Owner speaks of his upset after classic car is stolen and burned out by thieves

PUBLISHED: 08:01 09 August 2018 | UPDATED: 08:11 09 August 2018

The car which was reported stolen on July 31, has been left almost unrecognisable. Picture: CONTRIBUTED

The car which was reported stolen on July 31, has been left almost unrecognisable. Picture: CONTRIBUTED


The owner of a classic British sports car which was stolen and burnt out by thieves said he lost irreplaceable mementos in the blaze.

The Triumph was built in 1973. Picture: CONTRIBUTEDThe Triumph was built in 1973. Picture: CONTRIBUTED

The owner of the Triumph GTG Mk3, Gary Aldam, said he parked the car in its usual spot in Cannons Mill Lane, Bishops Stortford, opposite his home on July 30 at 10.30pm and the next day it had gone.

Mr Aldam, 56, believes the car was stolen and was told on Monday that the Triumph had been found “burnt out” in Folly Mill Lane, between Thaxted and Great Easton.

The Triumph was bought by Mr Aldam about six years ago as a bit of an “indulgence” and was the only vintage car he owned.
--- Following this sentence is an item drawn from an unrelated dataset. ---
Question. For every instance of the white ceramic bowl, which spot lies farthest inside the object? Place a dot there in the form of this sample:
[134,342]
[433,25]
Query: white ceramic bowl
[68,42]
He said: “It’s a classic British sports car, there’s not a vast number of them about. If anybody was targeting it because of what is was, why was it destroyed? It’s not like the parts themselves are rare so maybe they realised it wasn’t worth as much as they thought or there’s so many people out there looking for it.”
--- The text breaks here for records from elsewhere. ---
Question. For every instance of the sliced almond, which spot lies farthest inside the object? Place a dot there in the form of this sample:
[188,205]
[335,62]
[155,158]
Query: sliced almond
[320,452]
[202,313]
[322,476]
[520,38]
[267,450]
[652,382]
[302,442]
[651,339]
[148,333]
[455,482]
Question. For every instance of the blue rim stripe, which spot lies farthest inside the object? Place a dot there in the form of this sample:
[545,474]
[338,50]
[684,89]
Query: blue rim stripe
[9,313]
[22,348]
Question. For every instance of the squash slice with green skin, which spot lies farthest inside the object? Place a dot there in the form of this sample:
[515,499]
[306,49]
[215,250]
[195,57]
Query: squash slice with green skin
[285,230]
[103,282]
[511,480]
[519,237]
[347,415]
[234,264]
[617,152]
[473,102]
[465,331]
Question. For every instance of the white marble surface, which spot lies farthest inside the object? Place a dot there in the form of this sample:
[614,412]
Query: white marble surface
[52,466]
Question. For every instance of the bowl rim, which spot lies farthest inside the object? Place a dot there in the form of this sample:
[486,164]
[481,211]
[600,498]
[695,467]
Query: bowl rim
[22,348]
Mr Aldam had taken part in the London to Brighton Classic Car Run in the car with his wife and lots of mementos from the event were stored in the vehicle.

He said: “[The classic car run] was fantastic, really good but I have lost all the mementos from the day like the brass plaque, because they were in the car. They’re probably a melted puddle now. I was lining up to do a few more races and events this year and next year, now I clearly won’t be doing that.”

Mr Aldam, a management consultant, said: “I was fond of that model. It’s a lovely small British sports car. At the time I bought it, it was relatively cheap. I was looking for something that was a bit of an investment. I just liked the shape of it. It was the car I had been looking for.”

A spokesman for Hertfordshire Constabulary said: “Unfortunately in this case no further investigative opportunities were identified in the form of CCTV, witness accounts or forensic evidence and therefore the crime was finalised in line with the force policy.

“The vehicle was recorded on the police national computer database as stolen so that if the registration was picked up by any ANPR cameras across the country, it would be flagged to the local force and followed up accordingly.

“However, we were informed on August 7 that a fire-damaged vehicle suspected to be the stolen Triumph had been found in Essex. Enquiries are ongoing in order to recover the vehicle and examine it for forensic opportunities.”